LPC2018 - Path to DPDK speeds for AF XDP

Показать описание

speaker: Björn Töpel (Intel), Magnus Karlsson (Intel)

AF_XDP is a new socket type for raw frames to be introduced in 4.18
(in linux-next at the time of writing). The current code base offers
throughput numbers north of 20 Mpps per application core for 64-byte
packets on our system, however there are a lot of optimizations that
could be performed in order to increase this even further. The focus
of this paper is the performance optimizations we need to make in
AF_XDP to get it to perform as fast as DPDK.

We present optimization that fall into two broad categories: ones that
are seamless to the application and ones that requires additions to
the uapi. In the first category we examine the following:

Loosen the requirement for having an XDP program. If the user does
not need an XDP program and there is only one AF_XDP socket bound to
a particular queue, we do not need an XDP program. This should cut
out quite a number of cycles from the RX path.

Wire up busy poll from user space. If the application writer is
using epoll() and friends, this has the potential benefit of
removing the coherency communication between the RX (NAPI) core and
the application core as everything is now done on a single
core. Should improve performance for a number of use cases. Maybe it
is worth revisiting the old idea of threaded NAPI in this context
too.

Optimize for high instruction cache usage through batching as has
been explored in for example Cisco's VPP stack and Edward Cree in
his net-next RFC "Handle multiple received packets at each stage".

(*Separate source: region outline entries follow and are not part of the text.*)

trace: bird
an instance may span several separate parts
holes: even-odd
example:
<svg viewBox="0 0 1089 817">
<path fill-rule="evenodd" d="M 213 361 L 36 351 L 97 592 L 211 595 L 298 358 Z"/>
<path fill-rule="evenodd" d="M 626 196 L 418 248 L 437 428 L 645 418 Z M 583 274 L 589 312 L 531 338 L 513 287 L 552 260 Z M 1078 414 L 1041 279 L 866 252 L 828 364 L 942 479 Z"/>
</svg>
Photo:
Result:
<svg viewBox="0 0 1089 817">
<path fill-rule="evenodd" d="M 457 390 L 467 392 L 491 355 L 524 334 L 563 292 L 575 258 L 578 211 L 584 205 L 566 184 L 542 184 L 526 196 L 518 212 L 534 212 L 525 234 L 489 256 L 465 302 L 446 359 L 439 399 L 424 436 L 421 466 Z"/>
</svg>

In the uapi extensions category we examine the following
optimizations:

Support a new mode for NICs with in-order TX completions. In this
mode, the completion queue would not be used. Instead the
application would simply look at the pointer in the TX queue to see
if a packet has been completed. In this mode, we do not need any
backpreassure between the completion queue and the TX queue and we
do not need to populate or publish anything in the completion queue
as it is not used. Should improve the performance of TX for in-order
NICs significantly.

Introduce the "type-writer" model where each chunk can contain
multiple packets. This is the model that e.g., Chelsio has in its
NICs. But experiments show that this mode also can provide better
performance for regular NICs as there are fewer transactions on the
queues. Requires a new flag to be introduced in the options field of
the descriptor.

With these optimization, we believe we can reach our goal of close to
40 Mpps of throughput for 64-byte packets in zero-copy mode. Full
analysis with performance numbers will be presented in the final
paper.